Atla
Yeah it seems to me that this is the kind of nonsense that has held back Western philosophy from reaching critical depth:
Though it's true that strictly speaking we can't say anything about the noumena, in the most basic aspect we should do so anyway. The default position is to assume that it has the same kind of existence as phenomena, that the two are somehow one and the same.
Exactly! One response to Kant is that if you think there is something IN experience that warrants positing noumena, which he does since he spends a lot of words talking about how we cannot talk about it, then there is an established theme for discussion: what is it that is THERE in experience that gives warrant for noumena being a meaningful term at all? Lots of very good things written on this. I am reading Eugene Fink's 6th Meditation, and Michel Henry's discussion affectivity of revelation in Heidegger. the point I would make is that there is this and much, much more that looks into Kant's (reluctant) claim that noumena is NOT an absurd term.
Especially after this picture is 100% consistent with what science has found. Not assuming anything about noumena is akin to solipsism, only my mind exists or appears to exists, and I won't assume anything beyond that. One CAN take that position but it's just dumb.
What we must NOT assume however is that the noumena is the source of experience, because that sets up a kind of dualism, a "relationship" between noumena and phenomena, but there is no reason to believe in such a relationship, since the two are most likely one and the same thing. So what I was wondering was whether Kant understood this?
Such a good question. See how you align with Eugene Fink, who writes,
Originating in the radicality of utmost self-reflection, our meditative thinking, in performing the phenomenological reduction, brought us into the
dimension in which we stand before the problem-field of philosophy. Instead of inquiring into the being of the world, as does traditional "philosophy" dominated by the dogmatism of the natural attitude, or, where inquiry is not satisfied with that, instead of soaring up over the world "speculatively," we, in a truly "Copernican revolution," have broken through the confinement of the natural attitude, as the horizon of all our human possibilities for acting and theorizing, and have thrust forward into the dimension of origin for all being, into the constitutive source of the world, into the sphere of transcendental subjectivity.

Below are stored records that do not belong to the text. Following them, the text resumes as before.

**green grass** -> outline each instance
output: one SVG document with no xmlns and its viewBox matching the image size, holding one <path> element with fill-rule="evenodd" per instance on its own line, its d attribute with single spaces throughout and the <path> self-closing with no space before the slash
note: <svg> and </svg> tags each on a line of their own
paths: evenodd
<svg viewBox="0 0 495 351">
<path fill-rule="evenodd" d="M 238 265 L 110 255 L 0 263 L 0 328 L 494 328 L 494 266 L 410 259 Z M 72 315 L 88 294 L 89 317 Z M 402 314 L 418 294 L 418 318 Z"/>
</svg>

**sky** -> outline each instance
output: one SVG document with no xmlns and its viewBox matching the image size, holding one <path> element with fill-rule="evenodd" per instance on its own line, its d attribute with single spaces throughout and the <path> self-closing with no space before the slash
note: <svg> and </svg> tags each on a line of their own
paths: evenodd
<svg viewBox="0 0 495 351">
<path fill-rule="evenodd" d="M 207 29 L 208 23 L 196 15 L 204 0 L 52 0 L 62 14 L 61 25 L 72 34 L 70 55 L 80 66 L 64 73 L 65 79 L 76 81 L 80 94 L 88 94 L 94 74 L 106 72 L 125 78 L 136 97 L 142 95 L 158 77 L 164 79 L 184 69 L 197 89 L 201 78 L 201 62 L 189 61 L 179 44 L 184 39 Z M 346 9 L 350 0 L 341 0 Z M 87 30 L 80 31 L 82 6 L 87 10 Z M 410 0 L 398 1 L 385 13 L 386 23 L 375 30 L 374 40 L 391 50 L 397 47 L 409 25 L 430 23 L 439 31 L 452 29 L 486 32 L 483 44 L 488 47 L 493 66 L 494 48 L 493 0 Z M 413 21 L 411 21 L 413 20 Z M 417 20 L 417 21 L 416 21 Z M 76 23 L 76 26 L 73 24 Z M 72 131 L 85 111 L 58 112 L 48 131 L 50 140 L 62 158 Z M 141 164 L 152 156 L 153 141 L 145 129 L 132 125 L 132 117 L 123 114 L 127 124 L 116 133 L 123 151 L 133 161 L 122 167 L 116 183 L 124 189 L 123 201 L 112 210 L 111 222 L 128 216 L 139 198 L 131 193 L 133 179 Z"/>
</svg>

Of course, the Copernican Revolution is a reference to Kant's Idealism. Fink is about to discuss how one can approach the matter
of a kind of noumenal presence in presence itself, and this begins with Husserl's famous epoche, a reduction of a perception from its apperceptive attending ideas to its phenomenological presence. It is a long story, but the idea is essentially what you bring out: what is thought "out there" and separate from thought and sensation is really "in here" and so are the clues for clarifying the generative conditions that make it happen, that "generate" experience. Finks is an exposition of the transcendental ego. Really fascinating, but not an easy read with out Kant and Husserl under your belt.
This may sound high flung and jargony, but that is where this kind of discussion goes. It gets much worse, that is, in terms of making sense of what has to be apparent in experience in order for a term like noumena to be a non-nonsensical one.
Husserl really wanted nothing to do with Kant's noumena. He thought the "otherness" of the world was right there in our midst, in the phenomenon.